Siedel frowned. “This is a quarrel between you and Kent—is that right?”
Grosvenor said, “Substantially.” He could guess what was coming.
“And yet,” said Siedel, “it is not Kent you have hypnotized, but a group of innocent bystanders.”
Grosvenor remembered how the four chemist technicians had acted at his lecture. Some of them at least were not quite innocent. He said, “I’m not going to argue with you about that. I could say that, from the beginning of time, the unthinking majority has paid the price for obeying without question the commands of leaders whose motivations they didn’t trouble themselves to inquire into. But rather than go into that, I’d like to ask one question.”
“Yes?”
“Did you enter the technique room?”
Siedel nodded, but said nothing.
“You saw the records?” Grosvenor persisted.
“Yes.”
“You noticed what they dealt with?”
“Information on chemistry.”
“That’s all I’m giving them,” said Grosvenor. “That’s all I intend to give them. I regard my department as an educational center. People who force themselves in here receive an education whether they like it or not.”
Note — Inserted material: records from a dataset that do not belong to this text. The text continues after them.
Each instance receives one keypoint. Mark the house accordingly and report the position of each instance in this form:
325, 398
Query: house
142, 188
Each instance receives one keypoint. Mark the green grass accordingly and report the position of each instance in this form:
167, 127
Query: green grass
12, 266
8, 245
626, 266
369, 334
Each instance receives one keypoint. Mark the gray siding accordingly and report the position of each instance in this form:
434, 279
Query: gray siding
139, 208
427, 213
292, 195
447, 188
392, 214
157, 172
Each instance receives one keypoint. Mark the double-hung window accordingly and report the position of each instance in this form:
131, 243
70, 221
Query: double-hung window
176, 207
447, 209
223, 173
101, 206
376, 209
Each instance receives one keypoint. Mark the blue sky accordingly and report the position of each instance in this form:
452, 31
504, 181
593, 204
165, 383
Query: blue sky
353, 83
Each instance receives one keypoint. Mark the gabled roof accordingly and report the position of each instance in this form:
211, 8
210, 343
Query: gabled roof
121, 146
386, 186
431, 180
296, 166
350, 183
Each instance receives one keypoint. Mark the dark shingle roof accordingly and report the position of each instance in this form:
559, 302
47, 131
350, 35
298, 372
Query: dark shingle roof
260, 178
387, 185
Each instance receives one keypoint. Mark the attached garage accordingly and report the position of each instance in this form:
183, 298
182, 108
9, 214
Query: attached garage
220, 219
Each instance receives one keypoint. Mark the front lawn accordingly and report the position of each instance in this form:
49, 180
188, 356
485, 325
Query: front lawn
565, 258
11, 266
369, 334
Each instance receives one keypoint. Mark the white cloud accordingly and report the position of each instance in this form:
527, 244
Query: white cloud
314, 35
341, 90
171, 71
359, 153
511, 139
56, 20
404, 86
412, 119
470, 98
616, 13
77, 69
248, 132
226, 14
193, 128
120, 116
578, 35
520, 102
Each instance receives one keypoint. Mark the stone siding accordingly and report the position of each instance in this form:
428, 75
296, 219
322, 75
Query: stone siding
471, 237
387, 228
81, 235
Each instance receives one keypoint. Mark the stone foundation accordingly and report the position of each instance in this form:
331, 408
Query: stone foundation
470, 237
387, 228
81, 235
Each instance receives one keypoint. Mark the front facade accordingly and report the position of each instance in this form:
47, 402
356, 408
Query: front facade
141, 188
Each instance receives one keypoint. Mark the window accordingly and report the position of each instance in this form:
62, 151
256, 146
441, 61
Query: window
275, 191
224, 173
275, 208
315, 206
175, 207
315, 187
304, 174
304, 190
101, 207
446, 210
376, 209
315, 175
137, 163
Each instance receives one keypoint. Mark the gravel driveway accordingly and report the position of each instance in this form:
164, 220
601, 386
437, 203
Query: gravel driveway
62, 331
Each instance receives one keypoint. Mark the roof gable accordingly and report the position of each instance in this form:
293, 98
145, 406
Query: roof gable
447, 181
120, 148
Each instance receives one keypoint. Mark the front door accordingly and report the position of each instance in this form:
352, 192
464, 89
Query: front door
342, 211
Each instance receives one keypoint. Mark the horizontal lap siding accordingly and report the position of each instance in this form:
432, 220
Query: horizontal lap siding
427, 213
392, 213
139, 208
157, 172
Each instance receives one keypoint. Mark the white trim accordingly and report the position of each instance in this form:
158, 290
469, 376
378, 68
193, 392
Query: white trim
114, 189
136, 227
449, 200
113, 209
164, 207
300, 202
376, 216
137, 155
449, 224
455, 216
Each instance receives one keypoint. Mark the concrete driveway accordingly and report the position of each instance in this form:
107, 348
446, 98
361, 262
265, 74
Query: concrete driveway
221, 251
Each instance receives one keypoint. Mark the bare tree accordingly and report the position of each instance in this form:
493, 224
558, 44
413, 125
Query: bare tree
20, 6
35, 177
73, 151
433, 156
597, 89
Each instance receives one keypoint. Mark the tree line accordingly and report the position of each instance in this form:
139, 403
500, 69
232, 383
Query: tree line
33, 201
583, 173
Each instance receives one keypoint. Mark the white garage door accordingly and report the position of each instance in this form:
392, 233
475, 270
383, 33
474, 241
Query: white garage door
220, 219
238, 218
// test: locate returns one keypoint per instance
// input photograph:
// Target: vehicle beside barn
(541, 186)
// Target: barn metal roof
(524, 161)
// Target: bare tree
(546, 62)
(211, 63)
“I confess,” said Siedel, “I don’t see how that will help you get rid of them. However, I shall be happy to tell Mr. Kent what you are doing. He shouldn’t have any objection to his men learning more chemistry.”
Grosvenor did not answer. He had his own opinion as to how much Kent would like having a group of his underlings know, as they shortly would, as much as he did about his own specialty.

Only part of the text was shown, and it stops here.